Cependant, Christopher Aura, directeur chargé de la recherche sur les eaux douces à l’Institut de recherche marine et halieutique du Kenya, a déclaré en 2023 que « le lac Victoria compte plus de 47 000 pêcheurs, dont 1 000 femmes », ce qui suggère que les données de l’administration actuelle du comté pourraient être incomplètes.
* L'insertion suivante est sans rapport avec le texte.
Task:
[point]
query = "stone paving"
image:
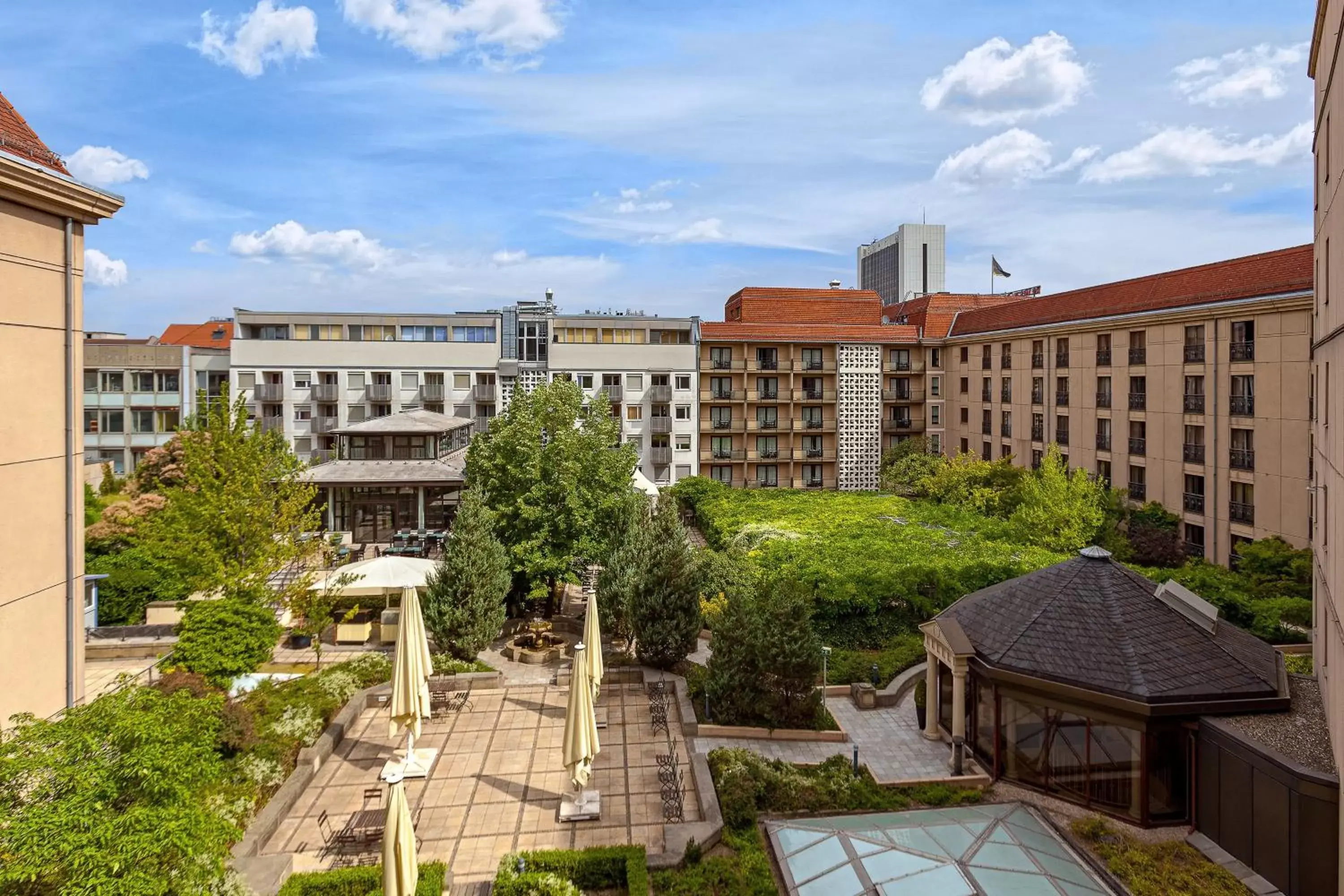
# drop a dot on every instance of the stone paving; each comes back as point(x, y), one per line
point(889, 739)
point(498, 784)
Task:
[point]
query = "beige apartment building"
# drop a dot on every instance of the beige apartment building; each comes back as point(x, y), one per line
point(43, 214)
point(1327, 363)
point(1187, 388)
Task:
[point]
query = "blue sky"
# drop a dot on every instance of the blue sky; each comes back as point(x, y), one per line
point(422, 155)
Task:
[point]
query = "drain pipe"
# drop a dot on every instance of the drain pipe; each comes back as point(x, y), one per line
point(70, 462)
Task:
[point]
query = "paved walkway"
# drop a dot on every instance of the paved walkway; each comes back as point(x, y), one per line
point(890, 743)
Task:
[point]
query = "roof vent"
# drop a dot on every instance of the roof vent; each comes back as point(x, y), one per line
point(1189, 603)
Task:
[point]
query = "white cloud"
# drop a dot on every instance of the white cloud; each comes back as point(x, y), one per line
point(1014, 156)
point(104, 166)
point(268, 34)
point(1197, 152)
point(293, 241)
point(1258, 73)
point(498, 30)
point(999, 85)
point(101, 271)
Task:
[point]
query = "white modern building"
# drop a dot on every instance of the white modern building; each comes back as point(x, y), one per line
point(312, 374)
point(908, 264)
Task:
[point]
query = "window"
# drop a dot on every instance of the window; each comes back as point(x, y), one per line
point(418, 334)
point(474, 334)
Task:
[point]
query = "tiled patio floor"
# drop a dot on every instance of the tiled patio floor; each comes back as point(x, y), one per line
point(498, 784)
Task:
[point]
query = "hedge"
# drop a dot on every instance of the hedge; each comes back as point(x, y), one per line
point(366, 880)
point(593, 868)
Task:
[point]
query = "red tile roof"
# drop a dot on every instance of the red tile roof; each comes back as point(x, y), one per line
point(779, 306)
point(1285, 271)
point(736, 332)
point(18, 139)
point(198, 335)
Claire a reconnu que le déclin des stocks de poissons reste un défi important. Le comté travaille en étroite collaboration avec le service météorologique et le Centre de jeunesse de Tembea pour sensibiliser les pêcheurs à l’accès aux informations climatiques. Ils collaborent également avec les Beach Management Units – des organisations communautaires qui cogèrent les ressources halieutiques aux côtés du gouvernement – ​​pour renforcer la gouvernance et prendre des mesures contre la pêche illégale dans le lac.

Selon Onjolo, il existe 35 unités de gestion de plage dans le comté de Kisumu, avec environ 1 500 à 2 000 pêcheurs opérant dans le seul sous-comté de Seme.

Ndweyi, qui a rejoint Akech pour la première fois en 2022, utilise désormais ses revenus de pêche pour payer les frais de scolarité de ses deux enfants, ce que ses revenus antérieurs en tant que poissonnière ne pouvaient pas couvrir.

« Grâce à la pêche, je peux subvenir aux besoins fondamentaux de ma famille et également payer les frais de scolarité des enfants qui vont à l’université », a-t-elle déclaré.

Mais les moyens de subsistance dont Akech a été le pionnier sont de plus en plus difficiles à maintenir. Elle dit qu’elle a observé le lac changer pendant 23 ans et que ses prises ont diminué régulièrement au fil des décennies.

Pourtant, les quatre femmes continuent de ramer chaque matin avant l’aube. Les jours où le poisson est rare, leurs revenus tombent en dessous de ce qu’ils gagnaient en tant que poissonniers. Dans les bons jours, ils gagnent encore suffisamment pour justifier le travail physique et les risques liés au travail en eau libre.

« Un homme sans terre est un homme sans vie », a déclaré Akech, ajoutant que la vérité parallèle reste tacite : un pêcheur sans poisson est confronté au même sort.

Cette histoire a été publiée en collaboration avec Egab.